The Florida Supreme Court had denied a stay of execution in the Branch case on 
Feb. 6, leaving him with only limited appeals in federal courts.

Corrections Department spokeswoman Michelle Glady said Branch had been visited 
by his daughter Thursday morning and refused a meeting with a spiritual 
adviser.

Elsewhere, Texas Gov. Greg Abbott spared the life Thursday of a convicted 
killer shortly before the man's scheduled execution for masterminding the fatal 
shootings of his mother and brother.

In sparing the life of Thomas "Bart" Whitaker about an hour before he was 
scheduled for lethal injection, Abbott accepted the state parole board's rare 
clemency recommendation. Whitaker's father, Kent, also was shot in the 2003 
plot at the family's suburban Houston home but survived and led the effort to 
save his son from execution. Abbott commuted the sentence to life without 
parole.

In Alabama, Doyle Lee Hamm was sentenced to die Thursday evening for the 1987 
death of a motel clerk during a robbery. But Hamm fought his death sentence, 
arguing there was a risk of a botched execution because of damage to his veins 
due to lymphoma and other illnesses. The U.S. Supreme Court on Thursday evening 
temporarily delayed the lethal injection procedure as it considered his request 
for a permanent stay.

Branch becomes the 1st condemned inmate to be put to death this year in Florida 
and the 96th overall since the state resumed capital punishment in
1979.  Only Texas (547) Virginia (113) and Oklahoma (112) have executed more 
condemned inmates since the death penalty was re-legalized in the USA on July 
2, 1976.

Brance becomes the 4th condemned inmate to be put to death this year in the USA 
and the 1469th overall since the nation resumed executions on January 17, 1977.

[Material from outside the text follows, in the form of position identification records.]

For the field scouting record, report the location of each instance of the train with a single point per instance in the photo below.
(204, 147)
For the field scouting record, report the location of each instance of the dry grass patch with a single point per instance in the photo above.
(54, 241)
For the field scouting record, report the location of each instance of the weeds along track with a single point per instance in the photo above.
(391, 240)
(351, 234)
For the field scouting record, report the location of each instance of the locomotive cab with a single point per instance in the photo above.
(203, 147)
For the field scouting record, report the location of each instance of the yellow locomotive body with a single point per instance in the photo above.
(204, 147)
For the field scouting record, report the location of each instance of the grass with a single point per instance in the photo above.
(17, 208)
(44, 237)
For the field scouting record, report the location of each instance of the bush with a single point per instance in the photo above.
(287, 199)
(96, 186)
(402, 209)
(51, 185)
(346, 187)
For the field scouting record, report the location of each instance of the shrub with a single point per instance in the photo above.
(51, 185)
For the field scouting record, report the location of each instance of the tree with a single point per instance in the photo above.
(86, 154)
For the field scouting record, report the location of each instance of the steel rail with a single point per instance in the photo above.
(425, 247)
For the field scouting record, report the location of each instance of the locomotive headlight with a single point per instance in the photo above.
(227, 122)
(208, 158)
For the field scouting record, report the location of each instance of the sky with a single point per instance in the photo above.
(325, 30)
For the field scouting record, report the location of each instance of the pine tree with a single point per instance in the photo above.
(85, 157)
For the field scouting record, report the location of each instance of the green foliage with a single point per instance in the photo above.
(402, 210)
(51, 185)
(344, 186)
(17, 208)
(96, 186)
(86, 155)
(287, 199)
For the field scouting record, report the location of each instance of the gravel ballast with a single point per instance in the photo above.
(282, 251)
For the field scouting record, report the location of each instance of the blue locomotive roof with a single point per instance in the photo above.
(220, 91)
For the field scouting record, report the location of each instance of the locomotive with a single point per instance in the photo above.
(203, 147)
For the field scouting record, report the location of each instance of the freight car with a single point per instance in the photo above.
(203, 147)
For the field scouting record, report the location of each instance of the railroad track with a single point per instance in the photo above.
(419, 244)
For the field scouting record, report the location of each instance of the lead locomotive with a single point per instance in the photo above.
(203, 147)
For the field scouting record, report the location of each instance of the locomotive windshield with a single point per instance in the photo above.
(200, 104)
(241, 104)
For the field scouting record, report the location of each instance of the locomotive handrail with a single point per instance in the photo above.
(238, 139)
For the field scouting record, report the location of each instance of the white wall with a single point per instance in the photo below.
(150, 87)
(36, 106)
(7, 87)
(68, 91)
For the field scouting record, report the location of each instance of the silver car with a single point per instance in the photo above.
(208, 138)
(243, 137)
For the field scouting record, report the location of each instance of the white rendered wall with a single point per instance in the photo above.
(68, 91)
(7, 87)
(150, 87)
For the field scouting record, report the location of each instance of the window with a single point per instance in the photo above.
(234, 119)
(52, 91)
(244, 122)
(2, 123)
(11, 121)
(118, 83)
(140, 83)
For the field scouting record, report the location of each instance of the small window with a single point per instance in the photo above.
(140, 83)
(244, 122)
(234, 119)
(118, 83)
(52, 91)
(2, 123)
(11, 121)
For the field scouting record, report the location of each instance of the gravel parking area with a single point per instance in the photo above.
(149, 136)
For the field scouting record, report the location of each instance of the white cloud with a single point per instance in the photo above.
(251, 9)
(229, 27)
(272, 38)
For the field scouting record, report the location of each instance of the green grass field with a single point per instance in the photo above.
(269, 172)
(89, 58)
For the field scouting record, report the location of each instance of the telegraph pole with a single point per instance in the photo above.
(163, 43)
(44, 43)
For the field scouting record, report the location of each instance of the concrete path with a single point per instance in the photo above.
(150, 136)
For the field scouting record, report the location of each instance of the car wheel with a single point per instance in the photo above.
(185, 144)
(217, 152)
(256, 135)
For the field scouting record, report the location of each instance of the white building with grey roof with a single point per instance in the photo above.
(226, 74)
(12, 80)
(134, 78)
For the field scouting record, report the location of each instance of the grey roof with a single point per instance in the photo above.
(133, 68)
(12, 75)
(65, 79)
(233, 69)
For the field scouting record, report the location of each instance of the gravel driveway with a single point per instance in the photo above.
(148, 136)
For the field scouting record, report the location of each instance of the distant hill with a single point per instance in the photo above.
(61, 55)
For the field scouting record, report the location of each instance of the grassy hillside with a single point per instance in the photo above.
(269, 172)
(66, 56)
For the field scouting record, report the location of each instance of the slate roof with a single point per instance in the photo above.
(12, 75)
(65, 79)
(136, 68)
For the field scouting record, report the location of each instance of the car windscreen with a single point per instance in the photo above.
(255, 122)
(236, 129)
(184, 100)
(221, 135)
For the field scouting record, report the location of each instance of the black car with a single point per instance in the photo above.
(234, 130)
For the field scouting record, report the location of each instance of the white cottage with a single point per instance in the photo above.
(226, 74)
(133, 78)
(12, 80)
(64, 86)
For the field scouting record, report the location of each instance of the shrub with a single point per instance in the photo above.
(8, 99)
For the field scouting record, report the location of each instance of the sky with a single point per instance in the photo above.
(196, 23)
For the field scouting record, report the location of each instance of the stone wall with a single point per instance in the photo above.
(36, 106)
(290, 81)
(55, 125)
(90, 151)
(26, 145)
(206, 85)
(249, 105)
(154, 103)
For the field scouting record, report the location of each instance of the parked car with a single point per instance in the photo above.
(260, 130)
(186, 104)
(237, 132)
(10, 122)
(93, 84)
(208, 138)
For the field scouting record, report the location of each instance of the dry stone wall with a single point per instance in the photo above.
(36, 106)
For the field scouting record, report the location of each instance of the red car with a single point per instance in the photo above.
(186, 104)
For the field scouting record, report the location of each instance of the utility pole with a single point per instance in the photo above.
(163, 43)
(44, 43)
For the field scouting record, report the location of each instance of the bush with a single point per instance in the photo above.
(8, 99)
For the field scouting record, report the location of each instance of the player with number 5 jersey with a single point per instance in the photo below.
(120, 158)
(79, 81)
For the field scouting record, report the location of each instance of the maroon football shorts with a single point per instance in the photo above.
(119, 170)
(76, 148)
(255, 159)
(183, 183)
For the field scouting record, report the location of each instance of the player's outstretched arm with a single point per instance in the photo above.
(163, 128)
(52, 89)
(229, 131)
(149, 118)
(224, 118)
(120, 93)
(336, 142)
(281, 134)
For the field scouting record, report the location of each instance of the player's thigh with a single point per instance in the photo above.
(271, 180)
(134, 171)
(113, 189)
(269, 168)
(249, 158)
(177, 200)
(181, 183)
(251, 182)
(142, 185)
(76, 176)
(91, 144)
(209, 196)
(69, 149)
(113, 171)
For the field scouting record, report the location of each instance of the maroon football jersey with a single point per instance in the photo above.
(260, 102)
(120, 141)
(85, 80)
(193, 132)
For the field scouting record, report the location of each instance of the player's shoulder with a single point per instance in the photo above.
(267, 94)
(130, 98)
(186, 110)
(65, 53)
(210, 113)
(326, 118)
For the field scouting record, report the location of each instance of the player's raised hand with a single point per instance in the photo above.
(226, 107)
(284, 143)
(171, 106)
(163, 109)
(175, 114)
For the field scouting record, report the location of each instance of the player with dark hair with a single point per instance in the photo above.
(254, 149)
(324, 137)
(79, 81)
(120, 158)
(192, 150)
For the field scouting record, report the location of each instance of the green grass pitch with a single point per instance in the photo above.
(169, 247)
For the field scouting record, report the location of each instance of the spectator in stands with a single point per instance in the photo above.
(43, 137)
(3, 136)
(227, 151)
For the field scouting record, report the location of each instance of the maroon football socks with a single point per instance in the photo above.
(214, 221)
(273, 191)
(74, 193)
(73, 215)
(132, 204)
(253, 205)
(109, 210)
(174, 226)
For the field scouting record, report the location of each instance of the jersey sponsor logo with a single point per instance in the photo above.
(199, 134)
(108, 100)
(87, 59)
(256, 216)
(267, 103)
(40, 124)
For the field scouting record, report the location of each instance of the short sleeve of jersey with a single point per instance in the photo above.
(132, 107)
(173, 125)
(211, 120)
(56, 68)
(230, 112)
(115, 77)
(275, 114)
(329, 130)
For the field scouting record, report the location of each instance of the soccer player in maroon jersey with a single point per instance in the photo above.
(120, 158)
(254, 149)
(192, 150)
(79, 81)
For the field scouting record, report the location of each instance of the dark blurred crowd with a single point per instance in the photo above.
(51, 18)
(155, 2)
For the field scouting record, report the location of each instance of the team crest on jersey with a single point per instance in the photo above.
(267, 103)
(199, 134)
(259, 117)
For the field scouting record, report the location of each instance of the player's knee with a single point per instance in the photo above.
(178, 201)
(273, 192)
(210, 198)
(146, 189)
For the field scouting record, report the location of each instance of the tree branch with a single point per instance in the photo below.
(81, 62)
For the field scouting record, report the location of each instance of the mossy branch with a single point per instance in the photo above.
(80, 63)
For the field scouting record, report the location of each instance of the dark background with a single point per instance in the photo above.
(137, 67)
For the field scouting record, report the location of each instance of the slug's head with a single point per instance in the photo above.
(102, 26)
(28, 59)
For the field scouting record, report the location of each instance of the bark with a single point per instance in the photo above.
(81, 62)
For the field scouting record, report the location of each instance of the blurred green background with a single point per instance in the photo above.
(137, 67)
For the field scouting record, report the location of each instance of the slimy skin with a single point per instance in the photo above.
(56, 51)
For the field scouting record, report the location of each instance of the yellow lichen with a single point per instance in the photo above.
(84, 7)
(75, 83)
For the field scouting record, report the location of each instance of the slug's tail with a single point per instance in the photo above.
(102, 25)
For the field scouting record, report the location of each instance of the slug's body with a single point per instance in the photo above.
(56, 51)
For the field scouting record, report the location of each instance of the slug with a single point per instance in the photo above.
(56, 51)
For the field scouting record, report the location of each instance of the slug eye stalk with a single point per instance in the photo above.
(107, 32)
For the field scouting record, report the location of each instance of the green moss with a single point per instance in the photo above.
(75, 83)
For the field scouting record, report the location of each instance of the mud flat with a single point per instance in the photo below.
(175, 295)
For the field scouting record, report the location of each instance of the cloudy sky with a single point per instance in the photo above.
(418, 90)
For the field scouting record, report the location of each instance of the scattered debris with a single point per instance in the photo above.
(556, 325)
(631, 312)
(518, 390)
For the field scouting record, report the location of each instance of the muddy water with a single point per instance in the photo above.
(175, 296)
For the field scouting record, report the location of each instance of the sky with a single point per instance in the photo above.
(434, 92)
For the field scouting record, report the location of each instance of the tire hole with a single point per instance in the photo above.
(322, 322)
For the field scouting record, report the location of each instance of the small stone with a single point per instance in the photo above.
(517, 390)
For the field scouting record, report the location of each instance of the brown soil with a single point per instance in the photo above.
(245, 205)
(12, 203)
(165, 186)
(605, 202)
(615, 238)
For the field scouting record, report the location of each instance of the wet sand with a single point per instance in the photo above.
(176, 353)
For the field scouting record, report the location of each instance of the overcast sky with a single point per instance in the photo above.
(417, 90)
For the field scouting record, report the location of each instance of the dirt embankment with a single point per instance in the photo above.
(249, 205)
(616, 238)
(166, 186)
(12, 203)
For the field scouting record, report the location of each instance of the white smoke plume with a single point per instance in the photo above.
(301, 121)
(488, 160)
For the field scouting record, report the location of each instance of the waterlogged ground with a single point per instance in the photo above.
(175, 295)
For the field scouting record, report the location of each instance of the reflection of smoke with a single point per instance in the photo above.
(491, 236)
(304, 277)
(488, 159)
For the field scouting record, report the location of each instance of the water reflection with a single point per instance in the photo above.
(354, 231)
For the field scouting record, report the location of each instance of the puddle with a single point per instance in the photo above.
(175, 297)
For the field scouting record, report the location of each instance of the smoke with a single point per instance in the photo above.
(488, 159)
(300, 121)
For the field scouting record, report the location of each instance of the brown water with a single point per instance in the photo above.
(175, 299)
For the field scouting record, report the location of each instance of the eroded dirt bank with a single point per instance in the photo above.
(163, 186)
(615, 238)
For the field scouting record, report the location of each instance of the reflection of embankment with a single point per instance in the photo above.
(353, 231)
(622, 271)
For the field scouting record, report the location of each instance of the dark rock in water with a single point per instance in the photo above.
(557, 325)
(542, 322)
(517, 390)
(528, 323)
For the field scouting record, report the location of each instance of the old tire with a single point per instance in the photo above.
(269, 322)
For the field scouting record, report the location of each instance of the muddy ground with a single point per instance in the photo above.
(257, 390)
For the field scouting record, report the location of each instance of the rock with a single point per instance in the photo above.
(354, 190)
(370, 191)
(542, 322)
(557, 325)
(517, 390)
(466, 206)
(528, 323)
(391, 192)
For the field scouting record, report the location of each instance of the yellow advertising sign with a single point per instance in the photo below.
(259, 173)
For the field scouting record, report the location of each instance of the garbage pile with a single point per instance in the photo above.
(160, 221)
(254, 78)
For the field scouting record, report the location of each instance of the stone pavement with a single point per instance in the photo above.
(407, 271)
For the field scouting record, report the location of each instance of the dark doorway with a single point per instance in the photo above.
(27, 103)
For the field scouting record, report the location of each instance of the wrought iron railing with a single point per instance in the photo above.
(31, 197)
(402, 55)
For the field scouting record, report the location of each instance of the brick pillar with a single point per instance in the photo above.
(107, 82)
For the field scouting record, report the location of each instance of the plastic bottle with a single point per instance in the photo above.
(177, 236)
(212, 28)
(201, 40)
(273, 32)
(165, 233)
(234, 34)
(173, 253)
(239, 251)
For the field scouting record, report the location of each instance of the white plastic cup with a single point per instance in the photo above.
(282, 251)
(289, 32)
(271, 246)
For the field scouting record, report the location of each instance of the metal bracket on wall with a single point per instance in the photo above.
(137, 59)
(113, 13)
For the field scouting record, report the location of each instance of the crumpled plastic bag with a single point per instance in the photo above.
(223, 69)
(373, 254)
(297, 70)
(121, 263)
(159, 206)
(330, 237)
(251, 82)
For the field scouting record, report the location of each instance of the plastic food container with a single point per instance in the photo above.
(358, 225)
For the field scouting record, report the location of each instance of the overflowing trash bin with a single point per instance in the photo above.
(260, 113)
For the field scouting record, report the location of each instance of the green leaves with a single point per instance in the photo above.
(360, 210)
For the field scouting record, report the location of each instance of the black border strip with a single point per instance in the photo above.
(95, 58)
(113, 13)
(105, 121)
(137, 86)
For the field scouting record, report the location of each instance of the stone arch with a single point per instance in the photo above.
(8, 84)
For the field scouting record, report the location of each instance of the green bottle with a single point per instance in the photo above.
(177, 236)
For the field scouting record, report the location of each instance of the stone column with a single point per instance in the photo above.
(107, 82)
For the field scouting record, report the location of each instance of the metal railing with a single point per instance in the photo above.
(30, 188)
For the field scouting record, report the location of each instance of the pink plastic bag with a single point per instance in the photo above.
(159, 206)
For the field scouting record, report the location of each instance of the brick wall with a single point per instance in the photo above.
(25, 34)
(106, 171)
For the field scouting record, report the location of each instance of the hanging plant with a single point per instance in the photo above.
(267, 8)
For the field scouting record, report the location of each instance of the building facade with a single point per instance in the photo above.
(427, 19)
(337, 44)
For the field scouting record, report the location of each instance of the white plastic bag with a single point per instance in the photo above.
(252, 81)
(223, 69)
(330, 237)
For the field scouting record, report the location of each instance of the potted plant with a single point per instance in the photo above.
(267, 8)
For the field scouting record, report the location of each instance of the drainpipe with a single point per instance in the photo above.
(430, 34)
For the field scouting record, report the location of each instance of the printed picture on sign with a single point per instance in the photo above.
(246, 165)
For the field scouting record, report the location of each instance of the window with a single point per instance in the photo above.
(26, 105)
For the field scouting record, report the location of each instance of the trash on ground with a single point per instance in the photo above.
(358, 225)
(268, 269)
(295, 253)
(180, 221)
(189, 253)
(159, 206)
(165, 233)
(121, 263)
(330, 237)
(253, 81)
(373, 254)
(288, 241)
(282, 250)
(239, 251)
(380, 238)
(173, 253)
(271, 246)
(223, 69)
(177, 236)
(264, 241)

(sources:  CBS News & Rick Halperin



ALABAMA:

Supreme Court delays execution of motel clerk killer in Alabama


The U.S. Supreme Court has delayed the lethal injection of an Alabama inmate as 
it considers his request to block the execution.

Justices issued the temporary stay at 6 p.m. Thursday, the same time that Doyle 
Lee Hamm was scheduled to be executed. The court will decide later whether to 
let the execution proceed Thursday evening.

Hamm's attorney argued that lymphoma and past drug use have damaged his veins 
too much for a lethal injection. Alabama prison officials have told the courts 
that they plan to connect the intravenous line to usable veins in Hamm's lower 
extremities.

Hamm was convicted in the 1987 killing of motel clerk Patrick Cunningham.